This beautiful example of a duck is as much a pleasure to paint as to behold.
I drew in the outline, of the duck and the reflection, and also the outlines of all the white areas on the duck.
This is a fantastic palette to work to, the whole of the colour spectrum.
I started painting the head first, for obvious practical reasons. I mixed three different green colours, I mixed a variety of purple colours, from those with a red bias and then those with a blue bias. I also mixed a really dark purple using purple lake and Payne’s grey. The green colour on the back of the duck is olive green and a good way to mix this colour is to use yellow ochre and Payne’s grey, makes a wonderful olive green.

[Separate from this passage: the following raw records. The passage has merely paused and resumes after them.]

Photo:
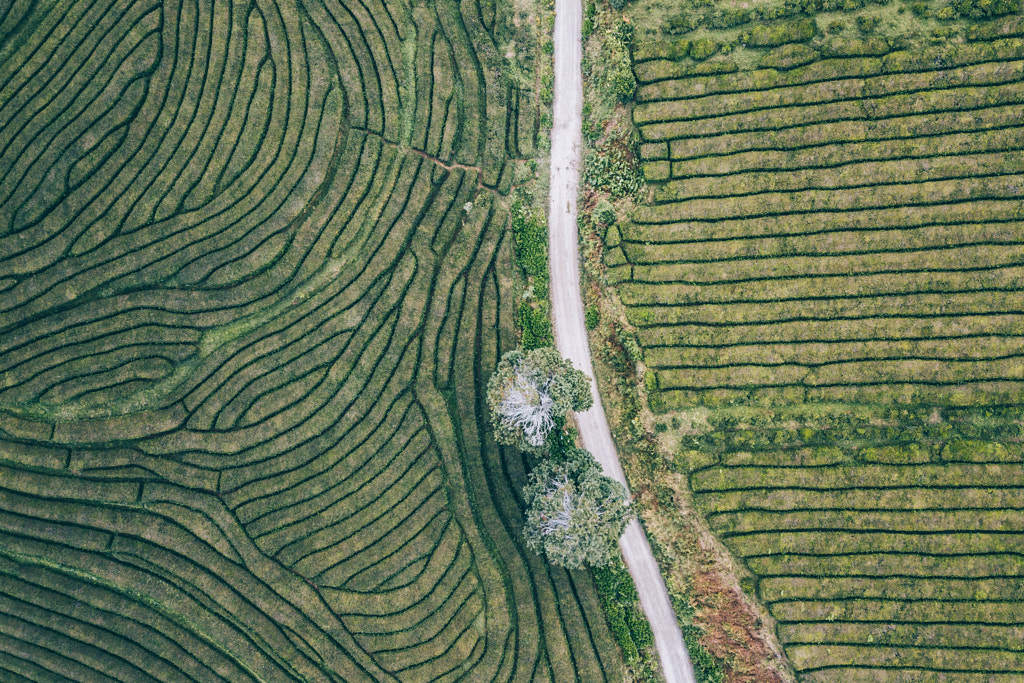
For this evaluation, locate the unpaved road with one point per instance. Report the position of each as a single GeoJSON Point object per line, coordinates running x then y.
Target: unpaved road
{"type": "Point", "coordinates": [570, 334]}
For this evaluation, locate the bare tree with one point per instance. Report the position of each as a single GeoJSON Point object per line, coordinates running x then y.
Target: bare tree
{"type": "Point", "coordinates": [528, 390]}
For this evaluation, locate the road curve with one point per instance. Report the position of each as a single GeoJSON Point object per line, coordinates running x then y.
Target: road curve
{"type": "Point", "coordinates": [570, 333]}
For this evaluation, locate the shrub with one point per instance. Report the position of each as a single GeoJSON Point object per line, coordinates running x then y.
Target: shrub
{"type": "Point", "coordinates": [727, 18]}
{"type": "Point", "coordinates": [530, 238]}
{"type": "Point", "coordinates": [605, 213]}
{"type": "Point", "coordinates": [680, 24]}
{"type": "Point", "coordinates": [536, 327]}
{"type": "Point", "coordinates": [613, 168]}
{"type": "Point", "coordinates": [702, 48]}
{"type": "Point", "coordinates": [779, 34]}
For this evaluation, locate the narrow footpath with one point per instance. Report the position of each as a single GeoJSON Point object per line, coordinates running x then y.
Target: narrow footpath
{"type": "Point", "coordinates": [570, 333]}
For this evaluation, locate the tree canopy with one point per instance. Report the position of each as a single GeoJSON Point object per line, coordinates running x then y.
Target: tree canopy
{"type": "Point", "coordinates": [576, 514]}
{"type": "Point", "coordinates": [529, 390]}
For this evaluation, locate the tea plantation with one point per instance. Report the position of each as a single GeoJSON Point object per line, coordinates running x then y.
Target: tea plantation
{"type": "Point", "coordinates": [827, 285]}
{"type": "Point", "coordinates": [254, 273]}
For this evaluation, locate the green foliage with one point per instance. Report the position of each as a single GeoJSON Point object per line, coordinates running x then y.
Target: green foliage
{"type": "Point", "coordinates": [530, 237]}
{"type": "Point", "coordinates": [680, 24]}
{"type": "Point", "coordinates": [701, 48]}
{"type": "Point", "coordinates": [984, 8]}
{"type": "Point", "coordinates": [574, 514]}
{"type": "Point", "coordinates": [613, 168]}
{"type": "Point", "coordinates": [535, 326]}
{"type": "Point", "coordinates": [529, 389]}
{"type": "Point", "coordinates": [622, 605]}
{"type": "Point", "coordinates": [614, 71]}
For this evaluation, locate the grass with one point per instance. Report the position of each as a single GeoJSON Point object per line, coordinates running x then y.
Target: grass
{"type": "Point", "coordinates": [820, 282]}
{"type": "Point", "coordinates": [258, 267]}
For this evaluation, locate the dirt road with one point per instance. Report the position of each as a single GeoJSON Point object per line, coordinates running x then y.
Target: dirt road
{"type": "Point", "coordinates": [570, 334]}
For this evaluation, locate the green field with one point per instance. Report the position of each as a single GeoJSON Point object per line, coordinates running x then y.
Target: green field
{"type": "Point", "coordinates": [826, 282]}
{"type": "Point", "coordinates": [255, 272]}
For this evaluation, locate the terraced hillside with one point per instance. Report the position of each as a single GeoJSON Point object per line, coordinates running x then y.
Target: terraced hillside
{"type": "Point", "coordinates": [254, 271]}
{"type": "Point", "coordinates": [827, 283]}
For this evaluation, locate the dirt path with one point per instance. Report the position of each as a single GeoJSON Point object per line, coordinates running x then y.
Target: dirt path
{"type": "Point", "coordinates": [570, 334]}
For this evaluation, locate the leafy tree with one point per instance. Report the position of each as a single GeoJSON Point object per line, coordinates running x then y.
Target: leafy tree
{"type": "Point", "coordinates": [528, 390]}
{"type": "Point", "coordinates": [576, 514]}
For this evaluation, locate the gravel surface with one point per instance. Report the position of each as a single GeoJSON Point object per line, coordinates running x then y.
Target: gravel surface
{"type": "Point", "coordinates": [570, 333]}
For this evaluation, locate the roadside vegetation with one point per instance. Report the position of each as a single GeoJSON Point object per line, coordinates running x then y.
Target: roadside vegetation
{"type": "Point", "coordinates": [815, 295]}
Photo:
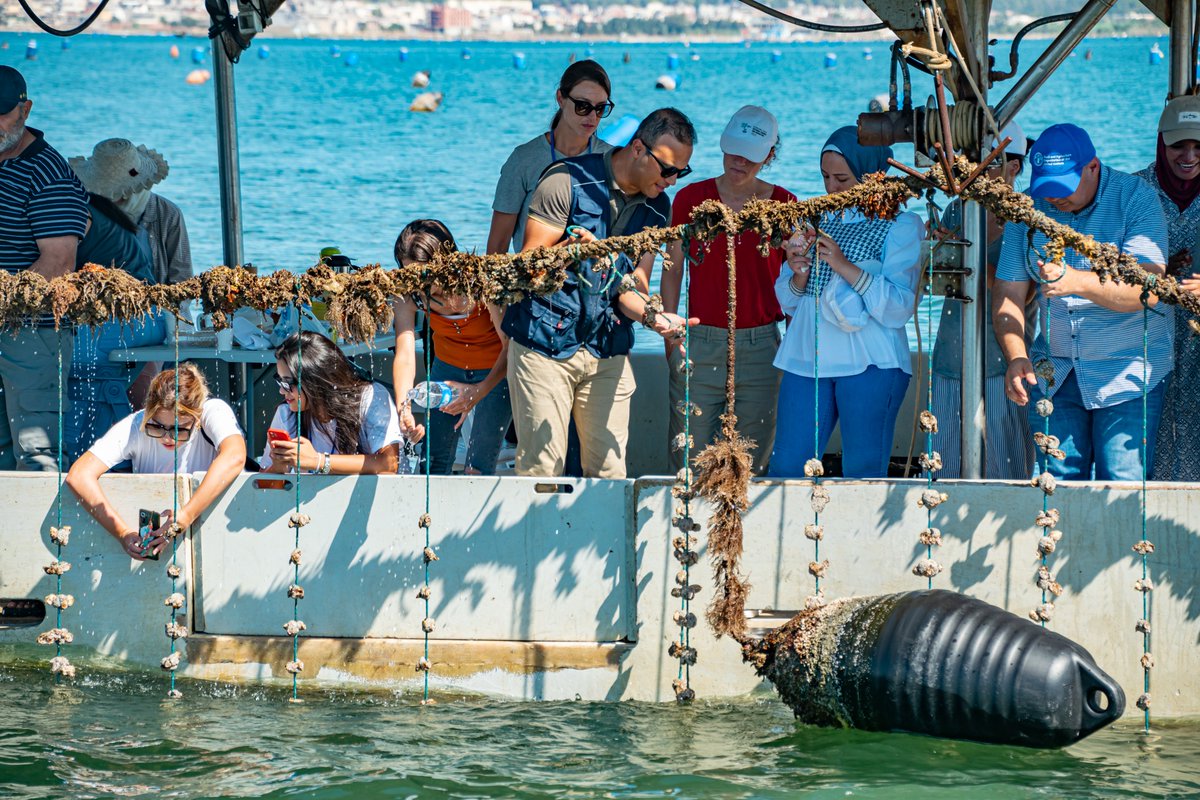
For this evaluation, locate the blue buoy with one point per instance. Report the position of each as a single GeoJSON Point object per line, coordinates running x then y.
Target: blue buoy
{"type": "Point", "coordinates": [622, 131]}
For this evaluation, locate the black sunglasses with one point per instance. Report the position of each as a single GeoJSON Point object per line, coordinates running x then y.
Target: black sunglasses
{"type": "Point", "coordinates": [156, 431]}
{"type": "Point", "coordinates": [583, 107]}
{"type": "Point", "coordinates": [667, 169]}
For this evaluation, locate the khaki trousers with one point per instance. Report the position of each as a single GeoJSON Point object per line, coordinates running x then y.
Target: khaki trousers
{"type": "Point", "coordinates": [756, 386]}
{"type": "Point", "coordinates": [29, 397]}
{"type": "Point", "coordinates": [547, 392]}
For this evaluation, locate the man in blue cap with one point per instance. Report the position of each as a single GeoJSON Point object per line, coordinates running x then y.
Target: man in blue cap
{"type": "Point", "coordinates": [43, 215]}
{"type": "Point", "coordinates": [1087, 355]}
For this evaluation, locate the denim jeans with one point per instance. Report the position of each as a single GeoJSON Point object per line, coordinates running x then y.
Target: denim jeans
{"type": "Point", "coordinates": [867, 404]}
{"type": "Point", "coordinates": [491, 422]}
{"type": "Point", "coordinates": [1105, 441]}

I painted the greens on the head first, wet on wet, as I wanted some of them to mingle slightly. I used a bright orange and a yellow undercoat for the beak. I used my dark purple for the other areas on the head, side of body and the shadow cast at the back of the duck. I used a graded wash technique to paint the breast of the duck. I painted in the lightest tone of purple lake, and painted on three further layers of the purple lake, using stronger tones of the paint as I worked. I used yellow ochre mixed with lemon yellow for the yellow area on the side of the duck.
I painted in the eye using a cadmium red, some of which I mixed with light red for the edge of the eye. I replicated all the colours on the reflection of the duck, all the time, bearing in mind to keep the white areas white.
Once I had completed the duck, I painted in a light wash of ultramarine blue all over the background, and increased the tone on parts of it, to suggest areas of light and dark. Lastly, I painted in the area on the water, where the duck had made ripples from putting his head underwater.
A lovely way to practice using all the spectrum colours.